Pada tanggal 30 Juni 1742, di Kerajaan Kartasura terjadi pemberontakan Cina yang dipimpin oleh Raden Mas Garendi Susuhuhan Kuning, seorang Sunan keturunan Tionghoa.
Serbuan yang dilakukan oleh para pemberontak itu terjadi begitu cepat dan hebat sehingga Kartasura tidak siap menghadapinya.
Karena itu Paku Buana II bersama pengikutnya segera pergi dengan diam-diam meninggalkan Keraton menuju ke timur Gunung Lawu.
Dalam pelariannya itu dia sampai di desa Tegalsari. Di tengah kekhawatiran dan ketakutan dari kejaran pasukan Sunan Kuning itulah kemudian Paku Buana II berserah diri kepada Kanjeng Kyai Hasan Besari.
Penguasa Kartasura ini selanjutnya menjadi santri dari Kyai wara. Dia ditempa dan dibimbing untuk selalu bertafakkur dan bermunajat kepada Allah, Penguasa dari segala penguasa di semesta alam.
Berkat keuletan dan kesungguhannya dalam beribadah dan berdoa serta berkat keikhlasan bimbingan dan doa Kyai Besari, Allah SWT mengabulkan doa Paku Buana II.
Api pemberontakan akhirnya reda. Paku Buana II kembali menduduki tahtanya.
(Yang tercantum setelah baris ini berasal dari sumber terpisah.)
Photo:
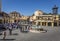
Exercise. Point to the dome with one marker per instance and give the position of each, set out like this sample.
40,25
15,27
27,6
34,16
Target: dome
38,12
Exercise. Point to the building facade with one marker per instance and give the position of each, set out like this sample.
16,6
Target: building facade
43,19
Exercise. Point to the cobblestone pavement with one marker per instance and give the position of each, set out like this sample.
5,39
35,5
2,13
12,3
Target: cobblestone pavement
53,34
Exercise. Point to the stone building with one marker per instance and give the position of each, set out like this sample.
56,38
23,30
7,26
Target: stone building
14,16
43,19
4,17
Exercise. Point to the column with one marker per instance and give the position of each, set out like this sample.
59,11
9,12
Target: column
52,24
46,23
57,23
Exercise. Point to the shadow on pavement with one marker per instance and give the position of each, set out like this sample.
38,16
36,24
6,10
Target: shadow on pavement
7,39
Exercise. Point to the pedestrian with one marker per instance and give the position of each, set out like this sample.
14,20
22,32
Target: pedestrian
4,34
10,29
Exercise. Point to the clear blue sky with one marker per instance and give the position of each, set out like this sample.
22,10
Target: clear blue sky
28,7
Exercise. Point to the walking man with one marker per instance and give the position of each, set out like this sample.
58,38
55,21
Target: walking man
10,29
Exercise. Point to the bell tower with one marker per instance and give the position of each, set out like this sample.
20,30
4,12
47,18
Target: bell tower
55,9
Sebagai balas budi, Sunan Paku Buana II mengambil Kyai Hasan Besari menjadi menantunya.
Sejak itu nama Kyai yang alim ini dikenal dengan sebutan Yang Mulia Kanjeng Kyai Hasan Bashari (Besari).
Sejak itu pula desa Tegalsari menjadi desa merdeka atau perdikan, yaitu desa istimewa yang bebas dari segala kewajiban membayar pajak kepada kerajaan.
Setelah Kyai Ageng Hasan Besari wafat, beliau digantikan oleh putra ketujuh beliau yang bernama Kyai Hasan Yahya. Seterusnya Kyai Hasan Yahya digantikan oleh Kyai Bagus Hasan Bashari II yang kemudian digantikan oleh Kyai Hasan Anom.